When young, particularly, he also seemed to have presence.  Based on this, I tried him in lead.  He did lead without a lot of difficulty, but his body language told me he didn’t like it.  As near as I could tell, he wanted to be closer to me, and lead wasn’t going to hack it.  So, I acceded to his being close to me and for six straight seasons, he and Tok were my favorite pair at wheel.  What I saw instinctively, that they just did better there than other dogs, actually was that they pulled the sled clear of problems, and they had a good notion of what was and what was not a problem. 

The sixth year, the one after I ran in the Iditarod, they surprised me by easily making the 12 dog team I ran at Flathead.  The previous three years, I had trained for distance races and never really got to see the dogs lope.  As seven year olds, their lopes had them at six and seven on my rating ladder.  Flathead ended up being the only race we did that year.  We did, however, beat a couple of decent teams of Alaskans, something I am proud of.  The boys ran at wheel both days.    

I did what might well end up being my last race the next year, the eight dog class at Flathead.  By that time I had started seeing just a hair of hesitation in the boys’ work.  They had turned eight during the fall.  With six great seasons, I knew that hesitation came from their bodies, not their minds. 

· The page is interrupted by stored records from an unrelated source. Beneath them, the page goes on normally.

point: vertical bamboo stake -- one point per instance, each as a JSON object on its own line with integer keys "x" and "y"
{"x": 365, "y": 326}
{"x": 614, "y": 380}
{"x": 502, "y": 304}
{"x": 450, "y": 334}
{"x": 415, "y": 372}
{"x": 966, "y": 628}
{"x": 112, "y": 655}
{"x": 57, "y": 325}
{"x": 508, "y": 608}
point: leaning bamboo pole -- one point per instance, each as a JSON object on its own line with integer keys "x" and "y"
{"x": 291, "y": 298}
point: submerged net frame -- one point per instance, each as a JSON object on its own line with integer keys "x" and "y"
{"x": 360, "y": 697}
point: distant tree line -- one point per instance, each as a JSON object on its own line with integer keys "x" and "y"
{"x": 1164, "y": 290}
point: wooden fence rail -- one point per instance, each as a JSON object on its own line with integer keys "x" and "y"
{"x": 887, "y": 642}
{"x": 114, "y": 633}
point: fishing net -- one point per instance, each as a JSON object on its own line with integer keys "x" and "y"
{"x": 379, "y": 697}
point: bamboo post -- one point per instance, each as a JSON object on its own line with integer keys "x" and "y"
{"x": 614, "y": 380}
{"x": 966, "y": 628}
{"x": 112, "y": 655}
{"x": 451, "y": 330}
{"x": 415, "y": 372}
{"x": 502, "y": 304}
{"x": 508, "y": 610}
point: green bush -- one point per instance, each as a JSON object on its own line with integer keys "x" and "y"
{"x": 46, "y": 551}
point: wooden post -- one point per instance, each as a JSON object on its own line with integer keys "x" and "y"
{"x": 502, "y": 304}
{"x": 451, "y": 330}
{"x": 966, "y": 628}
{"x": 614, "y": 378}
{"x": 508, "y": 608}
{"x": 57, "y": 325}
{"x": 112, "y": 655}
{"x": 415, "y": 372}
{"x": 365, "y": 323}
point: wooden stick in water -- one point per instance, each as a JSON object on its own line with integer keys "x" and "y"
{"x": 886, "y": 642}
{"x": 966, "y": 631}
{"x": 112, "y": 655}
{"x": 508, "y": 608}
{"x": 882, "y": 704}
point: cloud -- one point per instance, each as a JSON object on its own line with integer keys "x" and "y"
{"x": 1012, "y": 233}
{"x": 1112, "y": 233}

Time moves on and like all of us, our dogs get older.  At last season’s start, I doubted Sima would run at all.  Fortunately, carprofen let him do what he enjoyed.  Tok still hesitated, but not badly.  This season started with hopes for both boys.  Running a B team meant they could do their job----or not.  For them, actually for anybody over eight, I’m just running them for their own pleasure and I don’t care if they pull or not.  As long as they’re enjoying the exercise---they will

“neckline,” pull back on the line between their collars and the main line if they don’t----I’m happy.  I did run Sima ten times and Tok has actually only missed two of the B-Team runs, but I’m sure Sima won’t run any more and have doubts Tok will either. 

Right now, we’re on a second stint of having both of them spend most of the time indoors.  Actually, they’re making pretty good house dogs.  With each other for company, they really don’t miss the yard much.  I’d add that over the many days they’ve been inside, Tok started to urinate once, I swatted him lightly, said no, and put him outside.  There, he started in again and got a good boy.  Sima has yet to besmirch the interior of my house at all.   The configuration of the yards hasn’t changed since I had Dawn and Tenaya, so all I do is open the door to the mudroom and they take care of themselves. 

With all this, there remains a funny part.  Tok, the dog who still wants to play “home free” during yard time by having me chase him until he’s under the deck, is getting confused when I try and play with him while he’s inside the house.  He’s turned to Sima for advice, sometimes even hiding behind him as he asks what to do, never mind that Tok is in much better shape than his brother.  And with this, Sima looks up and once again says, “He’s playing, Tok.  Either play with him or ignore him.”